Let’s take congestion pricing for instance. The problem we currently have is that many highways are so congested that people waste enormous amounts of time sitting idle in traffic jams on their way to their destination, especially during rush hours. One way to understand this problem is as a market failure. Wasted time is a pretty big cost, especially if you add up all of the wasted time of everyone who sits in traffic jams. Naturally then, people would want to pay to avoid the wasted time if they could. But since highways are free to use, this is not possible. So, the solution then — for the market minded — is to create tolls and continually jack them up until only enough cars come through as allows for a good flow of traffic.
There is no doubt that such a policy would eliminate congestion. After all, you could theoretically start charging thousands of dollars to get through these tolls, which would definitely cut down traffic. But the way it would cut down traffic is what is problematic: it does so by pricing out poor people. Although it is rarely discussed, using price increases to achieve some policy aim generally works by making prices so high that low-income people cannot afford some good. In congestion pricing, that good is highway access during peak hours. In carbon pricing, that good is access to energy. In eliminating rent controls, that good is housing. The equilibriums that are generated by these pricing schemes generally result in more hardship for poor people.

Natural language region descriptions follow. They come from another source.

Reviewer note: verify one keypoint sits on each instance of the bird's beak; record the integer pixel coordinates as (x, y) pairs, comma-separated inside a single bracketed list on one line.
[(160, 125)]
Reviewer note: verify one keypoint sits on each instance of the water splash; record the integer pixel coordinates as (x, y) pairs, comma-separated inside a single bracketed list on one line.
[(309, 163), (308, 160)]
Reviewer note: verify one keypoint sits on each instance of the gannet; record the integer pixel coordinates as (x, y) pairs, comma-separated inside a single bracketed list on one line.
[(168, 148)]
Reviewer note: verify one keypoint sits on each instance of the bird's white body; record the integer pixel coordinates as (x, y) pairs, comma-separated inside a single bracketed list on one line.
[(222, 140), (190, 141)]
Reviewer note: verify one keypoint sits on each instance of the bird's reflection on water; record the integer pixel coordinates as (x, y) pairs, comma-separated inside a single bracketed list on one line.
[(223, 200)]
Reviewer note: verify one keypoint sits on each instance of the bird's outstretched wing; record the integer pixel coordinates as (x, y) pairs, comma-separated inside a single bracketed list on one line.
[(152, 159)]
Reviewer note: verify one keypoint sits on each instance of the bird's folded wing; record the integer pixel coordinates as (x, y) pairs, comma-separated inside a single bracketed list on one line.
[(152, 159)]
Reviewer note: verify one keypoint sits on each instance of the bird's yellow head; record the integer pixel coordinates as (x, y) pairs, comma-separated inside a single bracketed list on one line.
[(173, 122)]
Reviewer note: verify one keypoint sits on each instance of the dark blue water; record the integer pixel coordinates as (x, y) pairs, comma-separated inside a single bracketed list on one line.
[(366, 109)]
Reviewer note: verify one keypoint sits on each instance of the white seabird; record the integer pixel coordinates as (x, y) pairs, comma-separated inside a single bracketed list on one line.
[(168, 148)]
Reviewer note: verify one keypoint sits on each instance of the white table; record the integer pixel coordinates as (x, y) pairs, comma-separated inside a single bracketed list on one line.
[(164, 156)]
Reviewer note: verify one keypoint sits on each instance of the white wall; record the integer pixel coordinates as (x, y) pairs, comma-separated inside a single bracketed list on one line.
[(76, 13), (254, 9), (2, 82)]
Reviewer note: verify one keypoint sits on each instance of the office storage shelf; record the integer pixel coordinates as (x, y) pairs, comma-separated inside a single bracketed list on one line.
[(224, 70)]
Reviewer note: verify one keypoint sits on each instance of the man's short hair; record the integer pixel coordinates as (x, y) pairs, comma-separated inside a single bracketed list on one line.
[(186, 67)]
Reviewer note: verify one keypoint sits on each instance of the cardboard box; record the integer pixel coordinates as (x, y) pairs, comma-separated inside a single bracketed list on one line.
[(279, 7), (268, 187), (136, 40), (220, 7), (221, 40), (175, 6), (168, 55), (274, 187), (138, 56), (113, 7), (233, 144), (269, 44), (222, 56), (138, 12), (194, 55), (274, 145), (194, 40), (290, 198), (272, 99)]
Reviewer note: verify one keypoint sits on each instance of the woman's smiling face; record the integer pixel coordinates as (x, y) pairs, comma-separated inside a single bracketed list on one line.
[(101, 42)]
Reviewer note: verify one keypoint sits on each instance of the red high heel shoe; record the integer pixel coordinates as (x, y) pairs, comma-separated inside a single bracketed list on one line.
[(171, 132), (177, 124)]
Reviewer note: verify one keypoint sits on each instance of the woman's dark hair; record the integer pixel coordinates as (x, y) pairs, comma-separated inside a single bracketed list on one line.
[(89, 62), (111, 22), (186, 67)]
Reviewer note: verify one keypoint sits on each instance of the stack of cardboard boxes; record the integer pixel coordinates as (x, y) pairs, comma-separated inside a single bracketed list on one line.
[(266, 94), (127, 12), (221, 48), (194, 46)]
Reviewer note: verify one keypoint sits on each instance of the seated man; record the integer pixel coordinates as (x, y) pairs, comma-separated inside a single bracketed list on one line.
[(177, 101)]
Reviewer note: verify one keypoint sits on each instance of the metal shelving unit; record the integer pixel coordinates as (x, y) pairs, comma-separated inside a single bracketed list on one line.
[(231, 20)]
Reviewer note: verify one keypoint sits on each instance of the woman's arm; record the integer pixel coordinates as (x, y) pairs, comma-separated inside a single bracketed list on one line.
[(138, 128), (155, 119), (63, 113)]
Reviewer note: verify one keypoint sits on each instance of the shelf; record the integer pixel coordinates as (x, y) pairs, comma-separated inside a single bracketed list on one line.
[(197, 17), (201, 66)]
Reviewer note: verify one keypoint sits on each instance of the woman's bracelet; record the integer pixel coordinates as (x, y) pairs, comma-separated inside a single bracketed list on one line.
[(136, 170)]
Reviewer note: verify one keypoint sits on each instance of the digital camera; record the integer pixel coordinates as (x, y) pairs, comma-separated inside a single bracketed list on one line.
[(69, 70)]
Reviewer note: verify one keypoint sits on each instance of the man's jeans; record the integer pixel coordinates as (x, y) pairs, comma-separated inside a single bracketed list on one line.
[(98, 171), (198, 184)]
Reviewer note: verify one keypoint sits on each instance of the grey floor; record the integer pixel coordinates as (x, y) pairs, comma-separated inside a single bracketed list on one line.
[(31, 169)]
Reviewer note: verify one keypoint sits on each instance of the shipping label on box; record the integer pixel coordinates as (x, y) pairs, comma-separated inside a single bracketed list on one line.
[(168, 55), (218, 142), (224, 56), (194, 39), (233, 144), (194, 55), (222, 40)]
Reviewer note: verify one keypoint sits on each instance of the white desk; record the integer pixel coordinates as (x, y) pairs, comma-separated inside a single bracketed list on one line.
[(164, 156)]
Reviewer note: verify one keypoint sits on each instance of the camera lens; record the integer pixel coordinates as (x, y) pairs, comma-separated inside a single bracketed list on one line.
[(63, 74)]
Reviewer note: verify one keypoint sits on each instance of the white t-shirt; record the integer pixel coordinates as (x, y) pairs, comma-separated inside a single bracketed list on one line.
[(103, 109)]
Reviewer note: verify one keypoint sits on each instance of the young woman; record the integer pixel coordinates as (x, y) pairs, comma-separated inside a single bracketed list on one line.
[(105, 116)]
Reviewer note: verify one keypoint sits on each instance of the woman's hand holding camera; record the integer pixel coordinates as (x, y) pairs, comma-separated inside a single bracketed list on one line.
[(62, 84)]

The congestion pricing case is an especially compelling one. What happens there is that wealthier people who can pay the tolls end up having a quicker commute, saving themselves time and stress while paying a fee that will probably be pretty nominal. On the other end, poor people cannot get to work anymore, or poor people lose a much more meaningful amount of their paycheck getting to work, or poor people waste even more time and money than before by catching multiple buses to get to work.
Again, I am not saying that pricing schemes are necessarily bad. If our income distribution was very egalitarian (as I think it should be), pricing schemes would not even be a problem. But up against the reality of high inequality, discussions about these pricing schemes must take into consideration the sort of impact they will have on low-income people. Decongesting the road through a pricing scheme effectively decongests the road of poor people, something that only helps wealthy folks.
In the place of such schemes, there are usually alternatives. For instance, instead of congestion pricing, we could build more public transportation infrastructure and subsidize fares through some sort of progressive tax. For carbon pollution, we could subsidize clean energy alternatives through a progressive tax. And so on. Simply jacking up prices on poor people to reduce the overall consumption of some good however is not a terribly progressive solution, and doing so should be avoided in almost all cases.